Incredibly, Grant’s not the worst offender. Dr. Karas’s crimes against thespianity are dwarfed by those of Chirstopher Sarlls’s Zane, the ex-patient turned vigilante. Sarlls starts off at an immediate disadvantage; poor screenwriting means that he’s alluded to early on, only to be shoved in during the pacey second act. That said, Sarlls does nothing to help himself by growling his way through dialogue like there’s no tomorrow. His Anti-Hero voice is so ridiculously deep and affected it makes Christian Bale’s Batman seem restrained. If that sounds at all like hyperbole played for laughs, I assure you it isn’t. Allan’s film was beginning to conquer its budgetary and narrative limitations, until Zane finally showed up. Once he does, everything becomes 100% funnier because he’s always barking and scowling lines like “IT’S TIME TO TURN IN YOUR BADGE!” before beating a policeman to death. It’s tonally out of place and an irreparable narrative blow.
Andrew Allan makes the best of his modest budget, even managing to wrangle a few impressive shots during Tristan and Laney’s chase sequence. Surprises are few; even the aesthetic palette of black, red, green, and lots more black is thoroughly, unmistakably cyber-punk. The film ends rather abruptly, in search of a shock like that of An American Werewolf in London. It’s also a convenient excuse for a post-credit sequel set-up. What these ideas lack in quality, they make up for with heart. In this type of flick, that goes a long way.

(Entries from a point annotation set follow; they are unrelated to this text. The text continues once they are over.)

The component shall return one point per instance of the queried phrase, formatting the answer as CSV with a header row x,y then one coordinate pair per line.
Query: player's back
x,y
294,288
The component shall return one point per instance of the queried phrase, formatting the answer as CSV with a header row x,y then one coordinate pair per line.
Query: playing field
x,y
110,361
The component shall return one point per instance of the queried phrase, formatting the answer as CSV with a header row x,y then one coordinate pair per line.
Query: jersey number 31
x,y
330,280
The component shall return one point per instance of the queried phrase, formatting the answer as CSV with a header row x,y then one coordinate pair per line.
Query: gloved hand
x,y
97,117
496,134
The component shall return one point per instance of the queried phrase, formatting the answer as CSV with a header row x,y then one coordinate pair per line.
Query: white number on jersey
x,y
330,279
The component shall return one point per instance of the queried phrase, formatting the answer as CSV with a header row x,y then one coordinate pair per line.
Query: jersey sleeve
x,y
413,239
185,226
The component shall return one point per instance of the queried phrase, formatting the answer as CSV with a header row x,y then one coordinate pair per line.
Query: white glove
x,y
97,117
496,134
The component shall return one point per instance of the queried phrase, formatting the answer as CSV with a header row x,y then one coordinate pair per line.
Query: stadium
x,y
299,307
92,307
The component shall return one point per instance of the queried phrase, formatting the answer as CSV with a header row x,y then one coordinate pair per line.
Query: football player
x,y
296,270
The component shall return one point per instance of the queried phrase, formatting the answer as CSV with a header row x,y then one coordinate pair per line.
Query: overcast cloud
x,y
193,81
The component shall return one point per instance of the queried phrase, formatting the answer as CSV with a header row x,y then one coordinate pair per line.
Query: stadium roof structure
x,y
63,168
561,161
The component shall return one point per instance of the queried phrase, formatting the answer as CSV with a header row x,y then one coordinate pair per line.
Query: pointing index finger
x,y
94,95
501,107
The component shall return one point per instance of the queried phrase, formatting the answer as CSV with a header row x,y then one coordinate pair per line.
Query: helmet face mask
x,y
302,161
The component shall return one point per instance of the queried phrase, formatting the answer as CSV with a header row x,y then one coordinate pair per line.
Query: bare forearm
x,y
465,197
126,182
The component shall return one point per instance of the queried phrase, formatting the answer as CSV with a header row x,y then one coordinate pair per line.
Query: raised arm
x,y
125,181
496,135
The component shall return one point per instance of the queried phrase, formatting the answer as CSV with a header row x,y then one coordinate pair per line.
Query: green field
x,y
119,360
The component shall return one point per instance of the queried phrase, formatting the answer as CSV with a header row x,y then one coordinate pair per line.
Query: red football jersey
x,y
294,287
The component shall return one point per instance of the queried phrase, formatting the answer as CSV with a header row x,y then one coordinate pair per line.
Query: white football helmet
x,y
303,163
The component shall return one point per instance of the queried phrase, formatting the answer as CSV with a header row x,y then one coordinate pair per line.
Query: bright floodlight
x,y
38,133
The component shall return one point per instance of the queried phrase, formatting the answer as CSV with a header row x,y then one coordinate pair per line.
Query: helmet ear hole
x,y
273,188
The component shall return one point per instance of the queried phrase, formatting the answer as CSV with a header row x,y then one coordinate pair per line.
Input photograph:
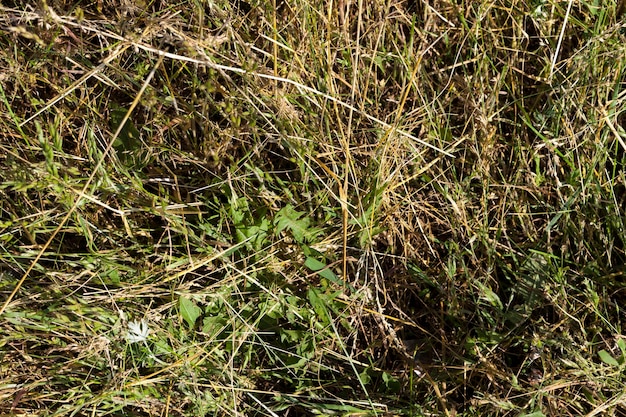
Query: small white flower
x,y
137,331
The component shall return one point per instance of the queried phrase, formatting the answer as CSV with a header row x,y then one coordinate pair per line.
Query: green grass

Joe Stainface never suspected the very soundproof Bose headphones he loved so dearly would be his undoing.
There’s a surprising amount of decent practical gore, for such a small film. Almost every moment of “surgery” the “Doctor” performs is wince-inducing. Gooey chunks of flesh fly left and right, culminating in a memorable scene where someone actually sheds all their skin for a ruddy, dripping skeletal husk. An eye is gouged, a heart is ripped out through someone’s back, but the greatest moment of all is reserved for the climactic battle with Dr. Feelawholelotworse. Let’s just say it’s not every day you see a man drill his face into crater-shaped oblivion. Kudos, then, to respected special effects artists Marcus Koch and Mark Angenola (The Uh-oh Show) for delivering these moments with real aplomb. If you’re the kind of person who enjoys watching a frozen face being smashed to pieces or someone’s eyeballs popping like two macabre water balloons (and, let’s face it, if you’re reading CHUD, there’s a good chance you are)* you’ll find something to enjoy here.

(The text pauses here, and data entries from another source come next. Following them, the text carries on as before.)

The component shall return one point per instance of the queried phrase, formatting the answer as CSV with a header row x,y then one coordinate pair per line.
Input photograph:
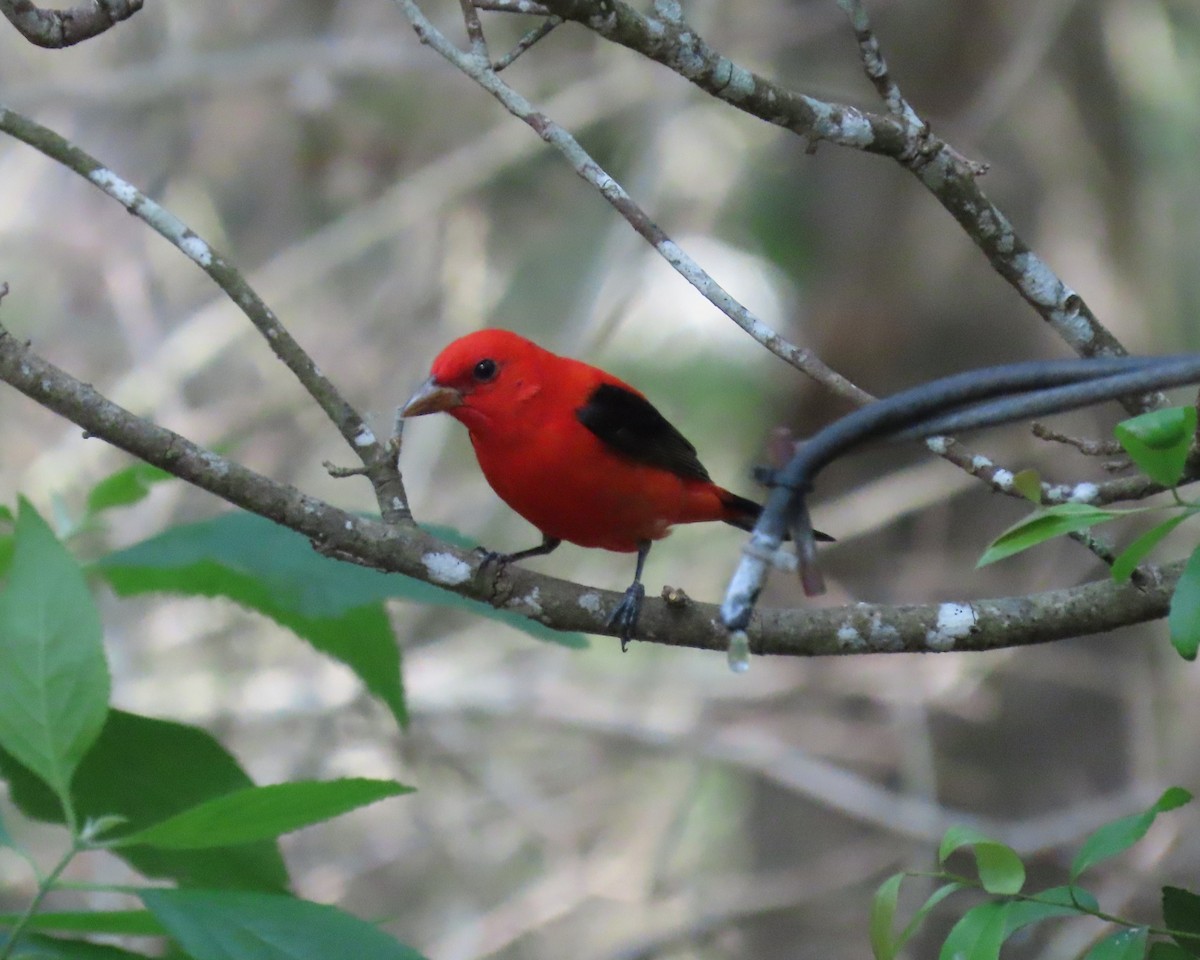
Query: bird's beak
x,y
432,397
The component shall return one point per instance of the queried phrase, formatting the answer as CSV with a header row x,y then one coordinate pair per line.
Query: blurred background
x,y
591,803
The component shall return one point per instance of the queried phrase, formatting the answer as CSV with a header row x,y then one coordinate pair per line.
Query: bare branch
x,y
379,463
876,66
526,42
55,29
405,549
942,169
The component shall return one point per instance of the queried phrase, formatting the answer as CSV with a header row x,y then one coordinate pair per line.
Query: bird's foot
x,y
624,615
493,557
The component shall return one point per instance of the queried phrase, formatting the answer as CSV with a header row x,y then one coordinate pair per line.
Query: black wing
x,y
633,427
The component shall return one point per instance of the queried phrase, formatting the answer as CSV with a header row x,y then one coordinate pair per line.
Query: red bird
x,y
581,455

* If you identified the two kill examples above, congratulations! You have good taste in horror movie fatalities. If you didn’t:
- How did you find this place?
- Do yourself a favour and watch Jason X & Re-Animator. Well, maybe just watch that one bit from Jason X, but definitely watch Re-Animator.

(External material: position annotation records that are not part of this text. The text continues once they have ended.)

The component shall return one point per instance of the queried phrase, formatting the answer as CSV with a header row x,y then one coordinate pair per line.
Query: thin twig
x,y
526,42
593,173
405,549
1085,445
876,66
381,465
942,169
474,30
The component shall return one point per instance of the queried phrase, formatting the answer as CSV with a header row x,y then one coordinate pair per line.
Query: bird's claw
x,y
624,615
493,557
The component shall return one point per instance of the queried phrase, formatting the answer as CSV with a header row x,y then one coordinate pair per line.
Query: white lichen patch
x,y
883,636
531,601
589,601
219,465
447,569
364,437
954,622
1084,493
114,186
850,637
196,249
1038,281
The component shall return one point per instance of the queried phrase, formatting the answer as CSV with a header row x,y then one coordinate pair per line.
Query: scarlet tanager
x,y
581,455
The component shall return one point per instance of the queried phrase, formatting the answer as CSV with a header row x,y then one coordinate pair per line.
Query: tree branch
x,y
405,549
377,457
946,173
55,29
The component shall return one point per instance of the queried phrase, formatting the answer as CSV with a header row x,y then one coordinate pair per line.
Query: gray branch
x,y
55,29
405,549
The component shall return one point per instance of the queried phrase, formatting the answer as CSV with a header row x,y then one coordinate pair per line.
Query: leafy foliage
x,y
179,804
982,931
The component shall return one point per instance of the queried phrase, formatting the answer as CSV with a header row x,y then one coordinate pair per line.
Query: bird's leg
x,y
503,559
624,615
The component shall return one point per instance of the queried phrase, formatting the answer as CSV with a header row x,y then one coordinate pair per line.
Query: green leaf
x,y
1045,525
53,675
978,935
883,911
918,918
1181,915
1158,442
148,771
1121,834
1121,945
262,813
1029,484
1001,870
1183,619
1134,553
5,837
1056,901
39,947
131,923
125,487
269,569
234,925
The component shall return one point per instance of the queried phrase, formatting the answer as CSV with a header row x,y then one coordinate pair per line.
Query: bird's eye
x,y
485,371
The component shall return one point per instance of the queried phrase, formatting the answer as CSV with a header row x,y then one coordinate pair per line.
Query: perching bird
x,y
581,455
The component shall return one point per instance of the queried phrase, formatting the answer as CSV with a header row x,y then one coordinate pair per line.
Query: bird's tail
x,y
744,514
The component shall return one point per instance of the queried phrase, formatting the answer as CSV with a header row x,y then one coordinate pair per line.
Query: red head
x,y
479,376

‘Tis a screener so there’s no trailer or anything but the film itself to report on. Lack of special features notwithstanding, the A/V side of this disc is a bit of a mixed bag. Picture quality fares best; even with so many dark sequences, the film comes through crisp and clear. Sound quality is less successful. The few moments without dialogue or dodgy gloomcore dance music in the movie feature an odd crackling sound similar to white noise. It’s not bad enough to make the film unwatchable (if Rod Grant and Christopher Sarlls couldn’t do that, nothing can) but it is distracting enough to take the viewer out of the experience for a few seconds, something a picture like Brainjacked can ill afford.